We asked William K. Black Jr. to elaborate on this point. Black, who is associate professor of law and economics at the University of Missouri, led government efforts during the savings and loan scandal and is a leading expert on white-collar crime. Black told us via email that:
"A well drafted settlement/deferred prosecution agreement would provide that the defendant agreed that the statute of limitations was extended during the life of the agreement and that the defendant agreed that it had no statute of limitations defense to the charges and would raise no such defense."
"... (A) properly drafted settlement/deferred prosecution agreement would explicitly provide that any deliberate violation of the promises in the agreement would not only invalidate any releases granted by the government but also constitute a breach that would lead to imposition of a specified range of penalties."

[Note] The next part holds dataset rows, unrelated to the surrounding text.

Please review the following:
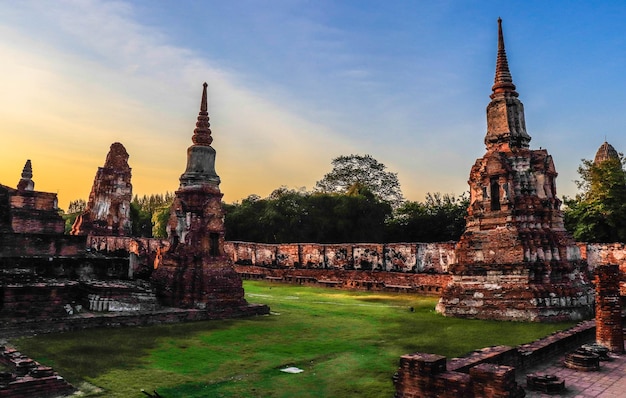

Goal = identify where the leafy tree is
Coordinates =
[61,199,87,235]
[225,187,391,243]
[564,154,626,242]
[387,192,469,242]
[315,155,404,208]
[152,206,170,238]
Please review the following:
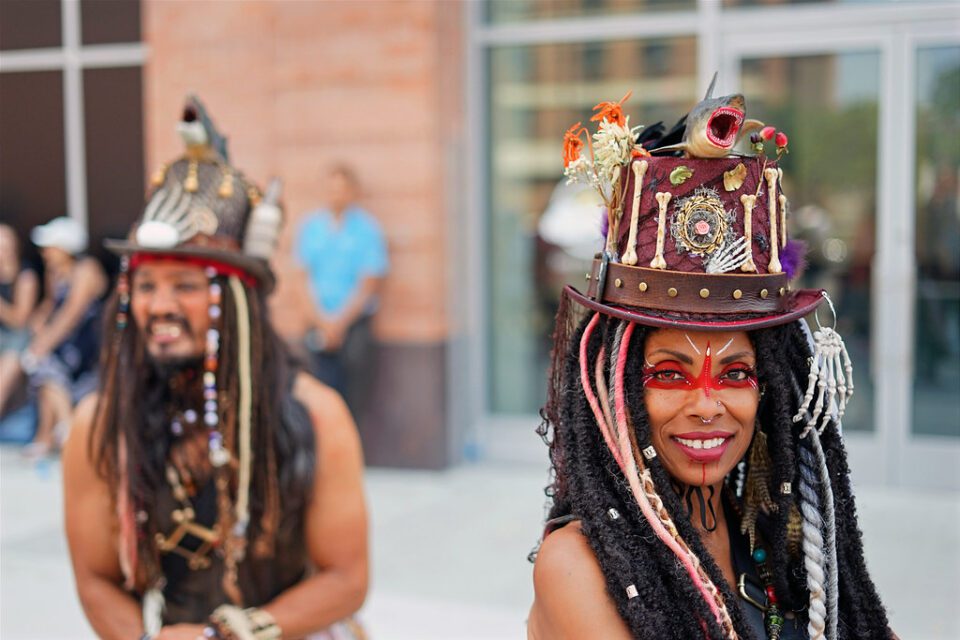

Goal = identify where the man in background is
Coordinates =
[296,165,388,415]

But were these bank settlements "properly drafted"? In some cases we can't know, because the agreements have been kept secret from the public. Prof. Garrett and his law students have filed for the release of 30 such agreements under the Freedom of Information Act. Most other agreements are public.

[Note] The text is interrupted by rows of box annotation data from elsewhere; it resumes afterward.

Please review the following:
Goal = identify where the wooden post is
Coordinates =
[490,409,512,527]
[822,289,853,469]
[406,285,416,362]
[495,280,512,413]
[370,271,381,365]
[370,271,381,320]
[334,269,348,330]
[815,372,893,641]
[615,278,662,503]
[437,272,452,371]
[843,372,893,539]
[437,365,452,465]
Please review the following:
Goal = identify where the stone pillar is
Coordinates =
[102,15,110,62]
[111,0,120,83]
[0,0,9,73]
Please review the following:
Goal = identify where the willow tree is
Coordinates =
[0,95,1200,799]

Black outlined another potential opportunity for prosecution that could arise from these violations:
"(A)ny deliberate violation of such an agreement is likely (not certain) to constitute a violation unless it is reported truthfully by the defendant firm. The most common example is that the defendant would report (falsely) that it had done X or not done Y. In general, lying to federal regulators or law enforcement personnel is a felony."
... and a Challenge
Wherever a bank has violated the terms of a settlement, prosecutors have an opportunity to revisit the underlying fraud which led to the deal. They should immediately review these agreements, along with all relevant statements from the banks involved.

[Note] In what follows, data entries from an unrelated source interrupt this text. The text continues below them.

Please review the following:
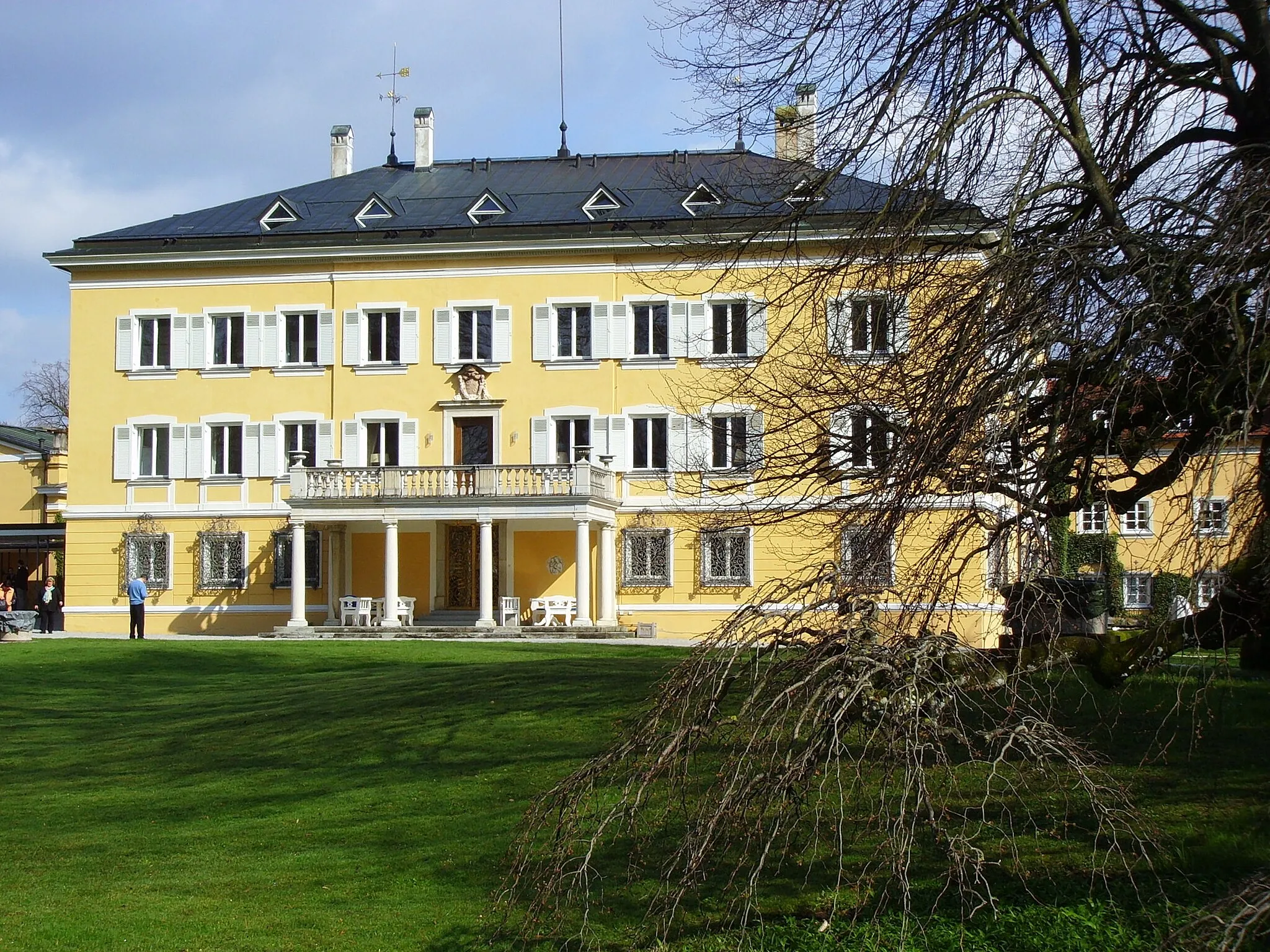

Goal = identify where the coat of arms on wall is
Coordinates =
[455,363,489,400]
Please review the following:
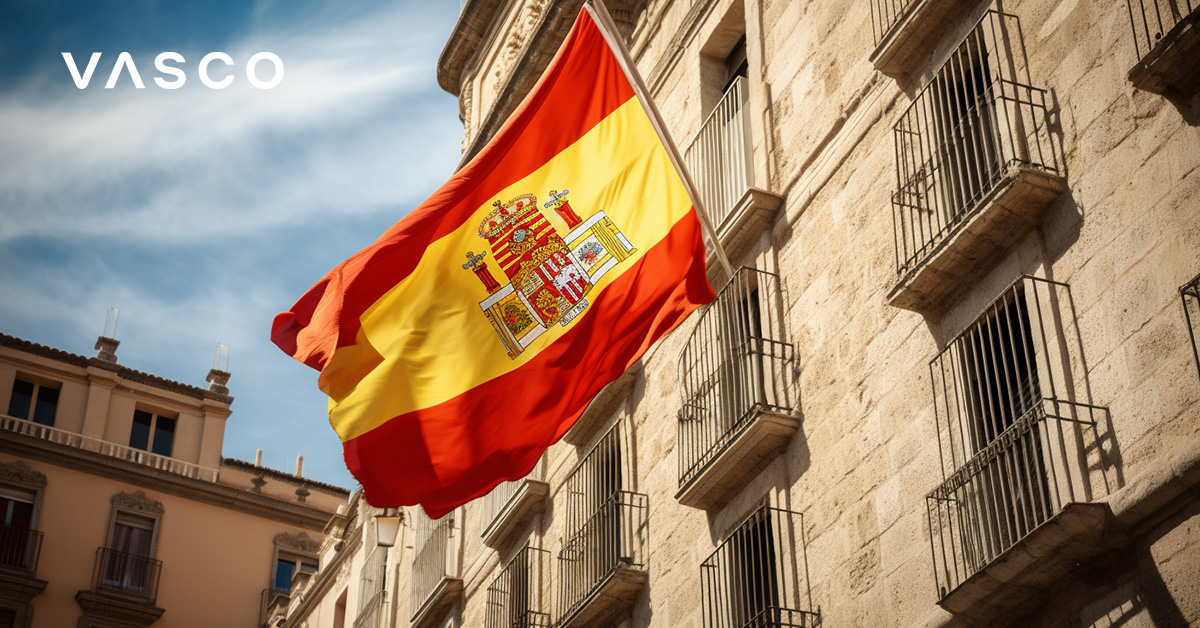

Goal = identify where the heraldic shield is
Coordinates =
[462,190,636,358]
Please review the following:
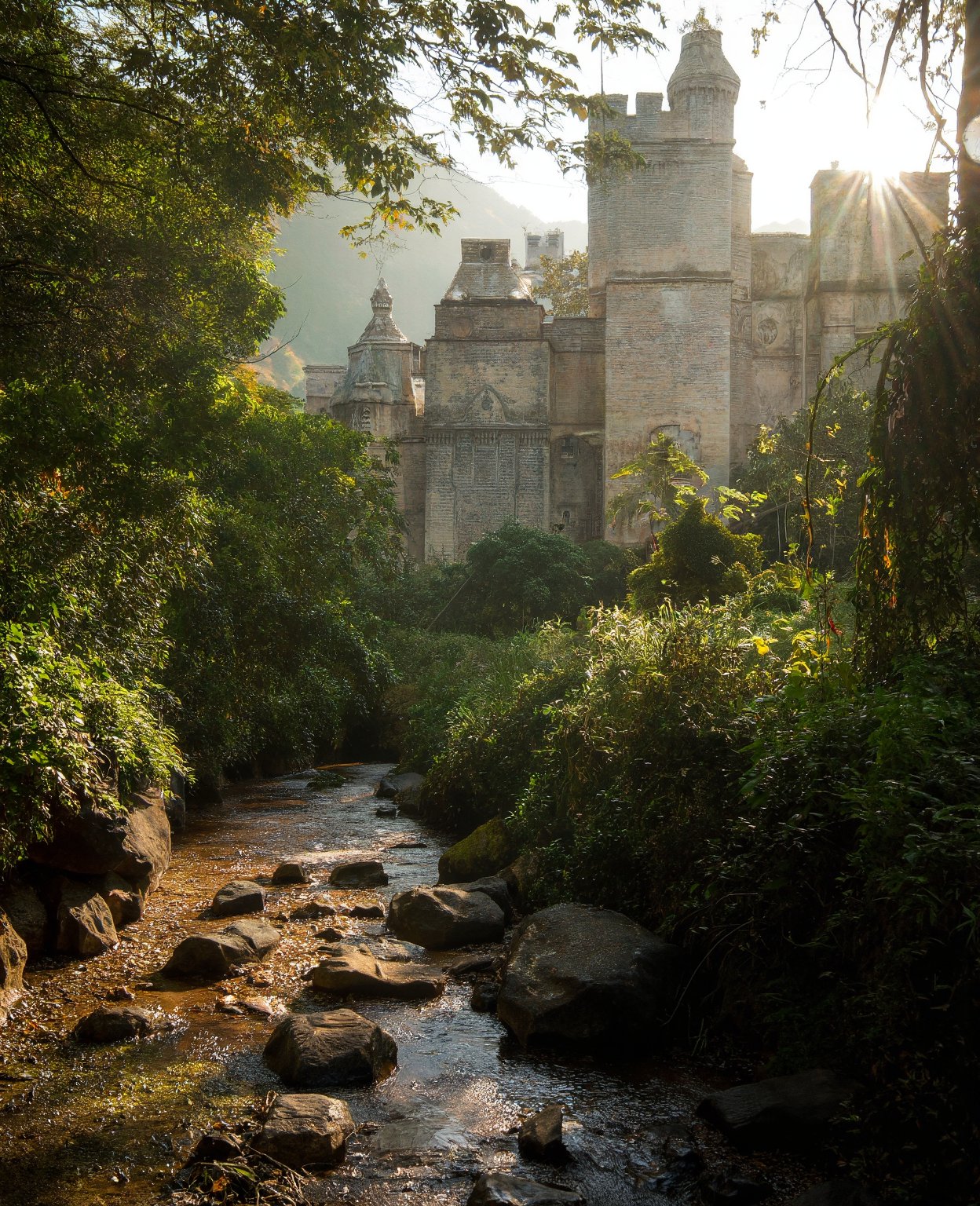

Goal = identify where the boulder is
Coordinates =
[0,909,27,1025]
[387,887,506,950]
[497,904,681,1044]
[262,1010,398,1087]
[211,879,265,916]
[697,1069,858,1150]
[99,871,146,930]
[789,1179,879,1206]
[163,920,280,979]
[310,945,445,1001]
[374,771,425,799]
[517,1103,567,1161]
[466,1172,585,1206]
[252,1093,355,1168]
[272,860,310,884]
[71,1004,153,1043]
[330,859,387,887]
[439,817,514,884]
[0,882,48,959]
[57,879,119,958]
[27,792,170,891]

If those agreements were properly drafted, it should be possible for prosecutors to resume investigating the individual criminal acts which gave rise to the fraud. Prosecutors should also pursue additional charges wherever false statements have been made regarding the deal.
(If the agreements were not properly drafted, we need to know who failed to perform their duties.)
It is time once again to challenge the Justice Department and the Attorneys General of our states to uphold the law without prejudice, whether a crime's been committed on Main Street or Wall Street. The only effective way to fight the financial industry's culture of corruption is by pursuing and indicting criminals in America's banks, acting without fear or favor to protect the public -- and the global economy -- from lawbreaking among the wealthy and powerful.